The only Arab leader who successfully co-opted the brotherhood was Jordan's King Hussein. Menaced by a coup mounted by nationalists in 1957, he made the brotherhood one of the three props of the monarchy along with the army and the tribes.
This alliance ended in 1994 when the king signed a peace treaty with Israel and the brotherhood went into loyal opposition. Today brotherhood loyalty depends on how the present Jordanian ruler, King Abdullah, identifies with the US "war against terror".
The recruitment and training of brothers like Osama bin Laden for a guerrilla war against Soviet forces in Afghanistan produced 20 years of warfare.
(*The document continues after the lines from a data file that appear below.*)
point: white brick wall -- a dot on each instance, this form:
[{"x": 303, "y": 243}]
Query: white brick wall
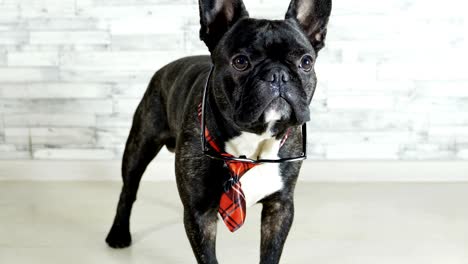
[{"x": 393, "y": 80}]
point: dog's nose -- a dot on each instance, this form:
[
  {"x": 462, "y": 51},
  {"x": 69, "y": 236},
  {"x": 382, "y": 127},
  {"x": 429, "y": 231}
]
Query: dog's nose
[{"x": 277, "y": 76}]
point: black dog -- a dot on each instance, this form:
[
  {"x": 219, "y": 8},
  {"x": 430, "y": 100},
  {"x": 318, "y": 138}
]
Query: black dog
[{"x": 260, "y": 89}]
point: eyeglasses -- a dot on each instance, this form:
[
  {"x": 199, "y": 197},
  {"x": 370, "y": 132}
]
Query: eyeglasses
[{"x": 208, "y": 151}]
As a result of this cynical exploitation of militant Islam the world was seeded with thousands of Afghan veterans, some of whom may have inspired or organised the men who carried out the devastating attack on the US.
The Afghan war also put Pakistan at risk. In 1983, the architect of the alliance between the Afghan mujahedin or "holy warriors", Pakistan, the US, Britain, and Saudi Arabia, the then President of Pakistan, Gen Zia al-Haq, told an Indian journalist that the Afghan campaign was destroying Pakistan.
Afghan exiles had introduced drugs, guns and criminal networks, undermining security, while militant preachers (who inspired the Afghan Taliban) were stirring up alienated sectors of the society, jeopardising political stability.
The flow of US arms to Pakistan's army was not worth the risks of prosecuting the conflict, Gen Zia said.
He was right. Today, Pakistan faces the very real danger of "Talibanisation", transformation into a retrograde Islamist state.